What Is A Credit Card?

A credit card enables a credit card holder to spend money or make credit purchases. A credit cardholder must pay any outstanding amount and interest on their credit card. It enables a holder to buy now and pay later. A credit card holder will have a credit limit based on their income, credit score, etc.

Pros Of A Credit Card

  1. Immediate Access to Credit – having a credit card enables you to have easy and immediate access to credit. This could be for an emergency, to make a purchase, pay fees, etc. It also helps to have a credit card if you have unexpected expenditures and/or a fluctuating income.
  2. Access to Future Loans – If you apply for a credit card and use it wisely, make payments on time, always under the credit limit, etc. then you can avail a loan in the future. Your credit score is based on how you make your credit payments and other factors. With a good credit score, you will have access to loans and reasonable rates of interest.
  3. Benefits and Perks – credit cards come with several perks and benefits. Benefits such as points, rewards, cash back, air miles, lounge access, golf access, flight tickets, movie tickets, etc.
  4. Safety and Protection Against Fraud – credit cards are easy to carry, safer than cash and have better fraud protection than debit cards.  

Cons Of A Credit Card

  1. A High Rate of Interest – credit cards come with a very high-interest rate (40-50% per annum, generally). If you skip a single payment, then you will be charged interest on the amount due. A high rate of interest and prolonged delay/failure to pay the balance will lead to the credit card holder declaring bankruptcy or falling into a debt trap.
  2. Fees and Taxes – credit card transactions come with fees and taxes as applicable. Some of these fees include joining fees, renewal fees, processing fees, late payment fees, GST, etc.
  3. Overspending – You know you overspend if you owe more than you can pay. Having a credit card enables a holder to spend even when they may not have the money to pay. Thus, overspending leads to a debt cycle and very high-interest rates on future credit.
  4. Negative Credit Score – If a credit card holder does not use his/her card wisely, this can lead to a negative credit score. Having a bad credit score will make it really hard to get a loan or credit in the future.

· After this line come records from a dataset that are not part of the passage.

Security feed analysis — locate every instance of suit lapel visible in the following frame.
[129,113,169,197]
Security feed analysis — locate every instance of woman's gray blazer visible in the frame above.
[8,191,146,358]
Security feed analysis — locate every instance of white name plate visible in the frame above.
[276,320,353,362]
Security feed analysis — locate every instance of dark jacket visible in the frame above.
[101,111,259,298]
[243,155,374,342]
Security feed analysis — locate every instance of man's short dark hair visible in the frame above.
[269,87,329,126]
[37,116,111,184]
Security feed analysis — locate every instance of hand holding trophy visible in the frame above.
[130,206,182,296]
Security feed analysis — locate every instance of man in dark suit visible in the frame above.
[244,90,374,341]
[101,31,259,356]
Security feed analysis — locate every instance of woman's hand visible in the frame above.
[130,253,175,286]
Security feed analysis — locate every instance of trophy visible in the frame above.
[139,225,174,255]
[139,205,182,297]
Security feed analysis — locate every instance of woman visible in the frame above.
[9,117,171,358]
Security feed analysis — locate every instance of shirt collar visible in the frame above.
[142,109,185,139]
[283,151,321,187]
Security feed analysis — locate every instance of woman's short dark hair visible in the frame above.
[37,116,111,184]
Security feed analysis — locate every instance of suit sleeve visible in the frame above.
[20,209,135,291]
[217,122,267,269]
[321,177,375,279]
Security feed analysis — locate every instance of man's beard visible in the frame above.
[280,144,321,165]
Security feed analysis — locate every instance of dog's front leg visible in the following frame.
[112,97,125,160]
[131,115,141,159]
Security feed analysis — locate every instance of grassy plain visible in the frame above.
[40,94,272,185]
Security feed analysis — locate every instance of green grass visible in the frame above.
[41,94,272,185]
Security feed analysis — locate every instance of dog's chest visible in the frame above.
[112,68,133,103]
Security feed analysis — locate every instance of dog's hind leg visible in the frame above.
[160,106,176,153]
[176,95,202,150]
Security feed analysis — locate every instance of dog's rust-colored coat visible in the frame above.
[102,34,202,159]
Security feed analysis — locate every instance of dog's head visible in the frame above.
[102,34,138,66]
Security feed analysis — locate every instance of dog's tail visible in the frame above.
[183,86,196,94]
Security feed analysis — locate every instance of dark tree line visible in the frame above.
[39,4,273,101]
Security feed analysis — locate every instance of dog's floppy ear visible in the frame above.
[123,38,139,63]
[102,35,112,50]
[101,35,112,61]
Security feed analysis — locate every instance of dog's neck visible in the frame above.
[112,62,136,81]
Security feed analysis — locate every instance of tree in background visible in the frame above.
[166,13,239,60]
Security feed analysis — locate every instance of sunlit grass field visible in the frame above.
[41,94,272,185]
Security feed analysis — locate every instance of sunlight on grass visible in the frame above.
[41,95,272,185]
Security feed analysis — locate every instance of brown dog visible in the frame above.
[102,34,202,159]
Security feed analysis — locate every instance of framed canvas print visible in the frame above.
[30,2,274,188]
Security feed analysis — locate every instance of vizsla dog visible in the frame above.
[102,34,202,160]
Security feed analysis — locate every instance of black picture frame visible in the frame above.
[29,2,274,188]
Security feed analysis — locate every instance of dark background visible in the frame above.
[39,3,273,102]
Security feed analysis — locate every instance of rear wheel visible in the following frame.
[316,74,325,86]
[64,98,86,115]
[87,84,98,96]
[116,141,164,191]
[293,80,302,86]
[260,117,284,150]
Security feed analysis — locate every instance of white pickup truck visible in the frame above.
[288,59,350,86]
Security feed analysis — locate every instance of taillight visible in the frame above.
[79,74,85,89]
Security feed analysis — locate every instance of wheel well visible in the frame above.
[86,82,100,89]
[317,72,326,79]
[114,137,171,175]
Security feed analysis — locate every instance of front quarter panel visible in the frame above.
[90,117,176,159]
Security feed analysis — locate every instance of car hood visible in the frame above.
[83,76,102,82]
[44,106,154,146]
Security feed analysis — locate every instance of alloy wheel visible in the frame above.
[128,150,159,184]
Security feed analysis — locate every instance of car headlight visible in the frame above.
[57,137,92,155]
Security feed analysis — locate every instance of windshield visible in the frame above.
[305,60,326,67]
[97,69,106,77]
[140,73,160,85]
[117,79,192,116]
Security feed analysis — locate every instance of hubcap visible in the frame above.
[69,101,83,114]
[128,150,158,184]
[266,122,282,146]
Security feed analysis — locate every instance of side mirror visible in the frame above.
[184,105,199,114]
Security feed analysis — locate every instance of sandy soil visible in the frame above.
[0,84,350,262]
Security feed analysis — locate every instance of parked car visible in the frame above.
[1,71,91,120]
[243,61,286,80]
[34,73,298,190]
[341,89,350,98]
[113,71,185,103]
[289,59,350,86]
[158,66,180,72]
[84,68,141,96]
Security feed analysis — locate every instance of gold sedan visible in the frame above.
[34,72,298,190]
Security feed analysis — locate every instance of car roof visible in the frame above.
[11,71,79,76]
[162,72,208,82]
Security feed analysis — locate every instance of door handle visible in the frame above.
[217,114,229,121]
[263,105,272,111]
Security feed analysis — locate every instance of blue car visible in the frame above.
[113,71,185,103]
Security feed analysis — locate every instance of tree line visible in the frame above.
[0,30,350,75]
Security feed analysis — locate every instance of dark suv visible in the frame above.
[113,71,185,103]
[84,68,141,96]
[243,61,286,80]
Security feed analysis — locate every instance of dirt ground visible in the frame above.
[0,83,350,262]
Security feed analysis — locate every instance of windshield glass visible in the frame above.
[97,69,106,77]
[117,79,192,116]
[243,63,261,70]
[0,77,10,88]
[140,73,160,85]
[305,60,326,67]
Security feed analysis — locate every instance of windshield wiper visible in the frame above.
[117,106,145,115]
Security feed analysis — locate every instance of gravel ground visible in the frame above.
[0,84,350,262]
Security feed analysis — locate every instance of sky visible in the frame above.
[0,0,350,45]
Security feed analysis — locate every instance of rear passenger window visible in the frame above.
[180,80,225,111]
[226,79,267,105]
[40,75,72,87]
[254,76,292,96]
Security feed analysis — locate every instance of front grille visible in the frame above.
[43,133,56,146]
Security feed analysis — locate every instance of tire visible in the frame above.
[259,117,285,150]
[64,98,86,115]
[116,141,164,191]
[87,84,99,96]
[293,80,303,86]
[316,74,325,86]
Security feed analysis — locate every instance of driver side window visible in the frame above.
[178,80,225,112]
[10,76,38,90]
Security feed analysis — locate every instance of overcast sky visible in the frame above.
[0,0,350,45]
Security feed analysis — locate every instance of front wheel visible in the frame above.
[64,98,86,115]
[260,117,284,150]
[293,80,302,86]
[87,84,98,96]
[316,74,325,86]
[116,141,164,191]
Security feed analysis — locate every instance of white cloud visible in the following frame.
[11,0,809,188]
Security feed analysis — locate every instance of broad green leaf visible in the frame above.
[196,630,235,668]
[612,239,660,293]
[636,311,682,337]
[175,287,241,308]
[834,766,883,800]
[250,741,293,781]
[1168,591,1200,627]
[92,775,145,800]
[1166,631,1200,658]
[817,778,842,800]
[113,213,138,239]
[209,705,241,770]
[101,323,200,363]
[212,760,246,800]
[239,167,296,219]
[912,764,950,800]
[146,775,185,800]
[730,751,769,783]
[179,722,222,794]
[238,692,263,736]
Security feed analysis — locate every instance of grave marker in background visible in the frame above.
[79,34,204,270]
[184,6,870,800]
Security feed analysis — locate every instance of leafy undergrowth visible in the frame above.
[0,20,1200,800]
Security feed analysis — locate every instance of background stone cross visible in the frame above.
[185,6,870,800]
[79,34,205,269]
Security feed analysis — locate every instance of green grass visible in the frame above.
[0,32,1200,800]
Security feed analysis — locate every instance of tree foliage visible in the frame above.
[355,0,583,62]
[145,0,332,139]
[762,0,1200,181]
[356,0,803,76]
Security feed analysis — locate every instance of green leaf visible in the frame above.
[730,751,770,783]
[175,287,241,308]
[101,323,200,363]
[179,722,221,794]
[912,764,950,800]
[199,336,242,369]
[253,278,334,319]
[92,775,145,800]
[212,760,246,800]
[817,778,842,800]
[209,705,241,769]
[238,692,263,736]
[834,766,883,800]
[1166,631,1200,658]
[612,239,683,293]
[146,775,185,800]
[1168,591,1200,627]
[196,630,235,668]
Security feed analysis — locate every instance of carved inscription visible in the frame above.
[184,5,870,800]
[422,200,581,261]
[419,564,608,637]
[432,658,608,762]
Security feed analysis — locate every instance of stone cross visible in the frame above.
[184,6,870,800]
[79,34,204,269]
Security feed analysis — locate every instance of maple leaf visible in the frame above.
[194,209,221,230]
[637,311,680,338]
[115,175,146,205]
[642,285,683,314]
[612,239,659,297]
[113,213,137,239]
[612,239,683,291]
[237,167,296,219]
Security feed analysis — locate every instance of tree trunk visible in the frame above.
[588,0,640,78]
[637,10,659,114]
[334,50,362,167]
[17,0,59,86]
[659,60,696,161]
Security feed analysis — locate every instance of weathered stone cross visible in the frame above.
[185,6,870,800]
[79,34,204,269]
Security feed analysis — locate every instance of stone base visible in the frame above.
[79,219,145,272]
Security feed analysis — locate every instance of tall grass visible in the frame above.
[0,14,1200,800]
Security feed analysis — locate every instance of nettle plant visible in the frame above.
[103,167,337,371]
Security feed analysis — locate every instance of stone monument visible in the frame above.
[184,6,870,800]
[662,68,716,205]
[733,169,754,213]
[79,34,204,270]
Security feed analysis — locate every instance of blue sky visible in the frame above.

What Are The Best Ways To Use A Credit Card?

The best ways to use a credit card in India are:

  • First, read the terms and conditions before selecting a credit card provider.
  • Ensure that you can pay back the amount you spend on your credit card.
  • Don’t use your credit card for small or everyday purchases. This enables you to keep a track of your debt.
  • Try not to cross more than 45% of your available credit limit. Keep another 40% of your credit limit for emergencies.
  • Don’t make cash withdrawals on your credit card unless you want to pay interest on those withdrawals.  
  • Make payments on time. If you fail to pay on time, you will have to pay a fine and take a hit on your credit score. Pay your credit card bill every month to avoid paying additional interest.
  • If you can’t pay back your credit due, then the bank will help out. It’s usually a payback plan at a fixed interest rate.
  • EMI payments are the best option for expensive or high billing purchases. Directly billing it on a credit card attract interest payments.